There was a person next to me. I don’t know when he got there. I knew him, but I might as well not have; he was just as much as a stranger as any.

“See that house over there?” I found myself saying, “Their sidewalk is moving. We should tell them their sidewalk is moving. They should call somebody about that.”

We burst into laughter.

In reality, their sidewalk was not moving. But this was not reality, and their sidewalk was turning over itself like it was ribbon instead of cement.

I got bored of the Truffula Trees. I parachuted down the slide to follow the footprints in the snow, footprints I was entirely sure were from the Star-Bellied Sneeches. They led me down street after street, I could not read the signs because of the flashing lights that overtook my vision.

I stopped in the middle of the street where the ground was a thick layer of ice. The stranger asked me how I was feeling, I replied with “I don’t even know where I am right now,” a saying not uncommon to come out of my mouth.
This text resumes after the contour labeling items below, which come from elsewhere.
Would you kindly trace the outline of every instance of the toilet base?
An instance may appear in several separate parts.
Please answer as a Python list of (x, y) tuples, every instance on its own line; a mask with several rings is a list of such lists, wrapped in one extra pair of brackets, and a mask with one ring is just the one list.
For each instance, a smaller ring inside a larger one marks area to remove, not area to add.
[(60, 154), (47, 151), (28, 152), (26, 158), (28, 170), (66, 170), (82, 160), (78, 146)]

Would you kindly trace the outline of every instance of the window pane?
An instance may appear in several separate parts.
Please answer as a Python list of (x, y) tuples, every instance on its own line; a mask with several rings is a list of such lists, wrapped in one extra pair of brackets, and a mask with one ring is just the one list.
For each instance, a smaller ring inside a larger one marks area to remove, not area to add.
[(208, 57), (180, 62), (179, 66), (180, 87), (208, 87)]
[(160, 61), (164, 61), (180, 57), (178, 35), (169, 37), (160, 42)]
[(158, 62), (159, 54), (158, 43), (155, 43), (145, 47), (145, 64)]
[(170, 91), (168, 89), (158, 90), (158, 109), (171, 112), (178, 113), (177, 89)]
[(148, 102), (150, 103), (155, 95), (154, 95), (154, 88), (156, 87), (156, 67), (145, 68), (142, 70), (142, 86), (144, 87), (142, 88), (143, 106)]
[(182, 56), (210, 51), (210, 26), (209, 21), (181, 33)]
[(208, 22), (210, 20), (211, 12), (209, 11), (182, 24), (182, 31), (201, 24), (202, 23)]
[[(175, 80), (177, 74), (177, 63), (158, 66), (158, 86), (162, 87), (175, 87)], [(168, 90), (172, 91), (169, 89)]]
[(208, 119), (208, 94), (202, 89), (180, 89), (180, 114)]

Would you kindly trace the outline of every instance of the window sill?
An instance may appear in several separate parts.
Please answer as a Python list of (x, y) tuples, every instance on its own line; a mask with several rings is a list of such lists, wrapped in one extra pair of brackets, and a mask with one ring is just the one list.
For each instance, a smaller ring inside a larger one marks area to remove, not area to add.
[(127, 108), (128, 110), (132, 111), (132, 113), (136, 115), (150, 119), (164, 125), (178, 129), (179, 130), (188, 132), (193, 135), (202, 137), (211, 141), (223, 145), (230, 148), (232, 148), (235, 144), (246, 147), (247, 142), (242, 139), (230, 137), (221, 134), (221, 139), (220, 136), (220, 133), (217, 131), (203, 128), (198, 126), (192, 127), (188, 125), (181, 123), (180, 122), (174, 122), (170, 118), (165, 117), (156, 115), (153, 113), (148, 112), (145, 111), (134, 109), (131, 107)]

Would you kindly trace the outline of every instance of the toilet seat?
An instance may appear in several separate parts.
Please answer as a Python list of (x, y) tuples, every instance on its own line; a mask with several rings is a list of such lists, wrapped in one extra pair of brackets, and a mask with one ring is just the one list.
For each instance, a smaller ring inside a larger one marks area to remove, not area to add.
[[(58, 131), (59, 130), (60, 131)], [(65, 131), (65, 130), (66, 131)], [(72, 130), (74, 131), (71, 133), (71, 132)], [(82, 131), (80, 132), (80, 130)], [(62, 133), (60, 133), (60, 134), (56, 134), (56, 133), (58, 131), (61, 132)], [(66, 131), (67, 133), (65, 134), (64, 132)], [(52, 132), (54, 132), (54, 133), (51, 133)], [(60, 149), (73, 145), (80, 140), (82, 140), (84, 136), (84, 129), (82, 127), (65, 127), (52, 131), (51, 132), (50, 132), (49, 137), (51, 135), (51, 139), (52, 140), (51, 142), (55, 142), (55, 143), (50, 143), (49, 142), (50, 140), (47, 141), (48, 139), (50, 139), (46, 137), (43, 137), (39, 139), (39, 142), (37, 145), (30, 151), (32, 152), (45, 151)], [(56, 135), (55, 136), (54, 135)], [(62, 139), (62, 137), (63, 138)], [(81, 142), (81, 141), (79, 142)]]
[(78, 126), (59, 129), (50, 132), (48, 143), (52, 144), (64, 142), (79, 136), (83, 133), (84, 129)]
I couldn’t tell if it was five minutes or three hours later, but we were back at an apartment familiar to me. It was the stranger’s. You were still nowhere to be found, and the daydreams of your lips on my neck were driving me crazy. Even in this unreal world, I still remembered your taste and there was nothing I needed more.

For hours I watched the ceiling and the walls, silent. The world had been carved from crayons and somebody had a giant blowdryer to melt it all. I watched as the walls drip, drip, dripped onto the floor.

A light from somewhere else turned on and it was reflecting with the already glaring light.
“I feel like I’m inside of a CD,” I said to the stranger, trying to make him understand my Dr. Seuss world. “The lights are jumping everywhere, like the lights when you hold a CD in the sun. Do you hear the music too?”

With the empty feeling, the crayon walls and ceiling, and the jumping lights, I had to close my eyes. It felt so nice. I wanted reality back. I watched the kaleidoscope on the inside of my eyelids and tried to sleep.

I still wondered where you were. I wondered why anything would stop us from being together right now, why is there a force in the world that could willingly take my home away from me? Without you, I realized I am nothing more than cells escaping the body they form; I am not a being but rather a mind living in an alternate reality. In the Dr. Seuss world I float, in the real world I am anchored to you.

As I drifted off to sleep, hoping to wake up in the real world because I was sick of the patterns moving on inanimate objects, your words hung in my ear. “Goodnight my beautiful girl, I love you so.”

You are my home. I am empty, aimless, and unreal without you. I do not find comfort in Dr. Seuss’s worlds, nor do I find comfort in the real world.

When the world is made of melting crayon and my cells are bouncing out of their perimeters, you are real and you are refuge for the lost and drugged girl.

“Goodnight my beautiful girl, I love you so.” The words tasted so sweet I almost wanted to cry.